E se algumas faixas como “Robotnik” e “Aletheia” já acusavam uma vontade de explorar o universo da electrónica, foi em 2016, com os seus EPs Love Will Find Its Way e Vector Maze, que veio o interesse pelo vaporwave, patente nos caracteres asiáticos dos títulos das faixas e no grafismo retro. Ambos são vaporwave mais tradicional, calmo e sedativo, semelhante à obra de artistas pioneiros do género como Macintosh Plus, Infinity Frequencies ou Chuck Person, com samples fogosas de R&B e pop nipónico dos 80s cortadas aos pedaços e abrandadas a velocidade hipnagógica, misturadas com sons de chuva a cair e vozes de anime japonês.

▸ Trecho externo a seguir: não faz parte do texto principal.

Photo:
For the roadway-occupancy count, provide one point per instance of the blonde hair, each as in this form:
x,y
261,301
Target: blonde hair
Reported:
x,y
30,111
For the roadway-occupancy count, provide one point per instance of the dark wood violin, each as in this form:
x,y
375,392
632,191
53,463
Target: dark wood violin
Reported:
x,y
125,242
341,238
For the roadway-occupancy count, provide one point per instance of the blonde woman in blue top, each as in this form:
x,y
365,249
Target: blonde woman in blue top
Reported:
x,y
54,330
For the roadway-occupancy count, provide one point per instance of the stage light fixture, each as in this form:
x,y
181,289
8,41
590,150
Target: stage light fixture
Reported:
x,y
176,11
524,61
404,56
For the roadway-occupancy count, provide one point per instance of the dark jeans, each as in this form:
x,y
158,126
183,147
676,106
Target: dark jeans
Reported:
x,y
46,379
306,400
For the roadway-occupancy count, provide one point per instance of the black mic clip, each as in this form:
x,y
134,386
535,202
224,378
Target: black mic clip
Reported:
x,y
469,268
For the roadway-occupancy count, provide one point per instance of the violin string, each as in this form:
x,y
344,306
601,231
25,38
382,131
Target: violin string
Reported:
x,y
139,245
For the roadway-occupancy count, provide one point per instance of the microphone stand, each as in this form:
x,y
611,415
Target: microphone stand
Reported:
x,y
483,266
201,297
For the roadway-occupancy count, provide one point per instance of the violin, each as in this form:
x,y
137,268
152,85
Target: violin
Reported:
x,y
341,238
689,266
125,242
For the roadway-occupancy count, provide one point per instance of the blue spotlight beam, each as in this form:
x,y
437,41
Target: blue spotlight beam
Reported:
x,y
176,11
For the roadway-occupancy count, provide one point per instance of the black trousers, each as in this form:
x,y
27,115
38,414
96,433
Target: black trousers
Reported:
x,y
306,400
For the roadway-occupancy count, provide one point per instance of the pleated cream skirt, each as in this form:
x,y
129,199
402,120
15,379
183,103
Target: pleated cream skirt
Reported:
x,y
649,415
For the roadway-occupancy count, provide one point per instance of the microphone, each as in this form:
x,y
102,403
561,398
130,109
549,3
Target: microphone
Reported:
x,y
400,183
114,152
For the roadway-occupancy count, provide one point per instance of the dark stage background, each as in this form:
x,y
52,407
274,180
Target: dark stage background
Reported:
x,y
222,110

A ele juntou-se Combo Capsule, autor de faixas de future funk como “Nightrider”, “Denver is Dancing’” e “My Summer Vacations”.

E nada melhor para um grupo a estrear-se que a honra de ter a sua música no canal de YouTube Artzie Music, considerado a meca do género, e um lugar de culto para descobrir música de qualidade, que publica músicas de future funk acompanhadas de gifs feitos de loops de cenas de anime.

 



Resgatar um género que já é de nicho e que já passou o seu auge é um jogo arriscado, mas por isso mesmo louvável.

No cume da sua popularidade, o vaporwave desdobrou-se em vários subgéneros, todos a olharem para o passado. O vaporwave vive de uma obsessão nostálgica, e se o mallsoft, por exemplo, olha para os aspectos mais lounge e corporativos, o future funk olha para o disco, o funk e a house como fonte de inspiração. E é mesmo a música de dança a principal referência evocada aqui, em todo o seu esplendor acetinado, desde o Italo disco de Moroder ao french touch dos Daft Punk, com um piscar de olhos à música de videojogos e à pop japonesa.

É isso que ouvimos ao longo destas cinco faixas: batidas de dança “four-on-the-floor”, sopros de festa, cordas disco, riffs de guitarra funk, vozes femininas alimentadas a hélio, baixos rítmicos, e, em geral, uma estética que, seguindo a tradição da boa música de dança, assenta na fusão de batidas potentes e aceleradas a tempo elevado com sons e vozes suaves e melodiosos. E como não podia deixar de ser, também ouvimos a presença daquele filtro tão ubíquo, usado e abusado pelo disco francês, em que a música começa por se ouvir ao longe, como se estivéssemos debaixo de água, até vir ao nosso encontro. Todos os bons músicos ostentam com orgulho as suas influências, e estes rapazes não escondem as suas.

As técnicas de produção também são as mesmas, incorporando a estética da música de dança do passado com as tácticas do vaporwave: o loop, o pitch-shift, o corte e a colagem.

A participação do rapper Lé Real na canção de amor delicodoce “Megane” (que inclui o bonito verso “If I was an alcoholic, you’d be my cup of rum”) acrescenta uma ligação ao hip hop, mas esse elo é ténue num EP que é sobretudo de electrónica.

Cheio de ritmo, melodia, groove, luz e cor para dar e vender, este EP de estreia da dupla alfacinha mostra talento e promessa. Este é um álbum para ouvir à noite, a conduzir um descapotável de capota aberta numa metrópole asiática, com os arranha-céus e os néons a servir de pano de fundo. Ou como acompanhamento sonoro de um VHS de exercícios da Jane Fonda, com uma bola de espelhos no tecto.

Os Tender Grasp têm uma sonoridade familiar mas promissora, e embora talvez não tenham tanto carisma para serem editados pela Dream Catalogue, têm tanta qualidade como a música de artistas como Macross 82-99, Yung Bae ou Saint Pepsi, e revelam um interesse salutar por um género ainda pouco explorado em terras lusas, o que só por isso merece louvor. Venham mais explorações.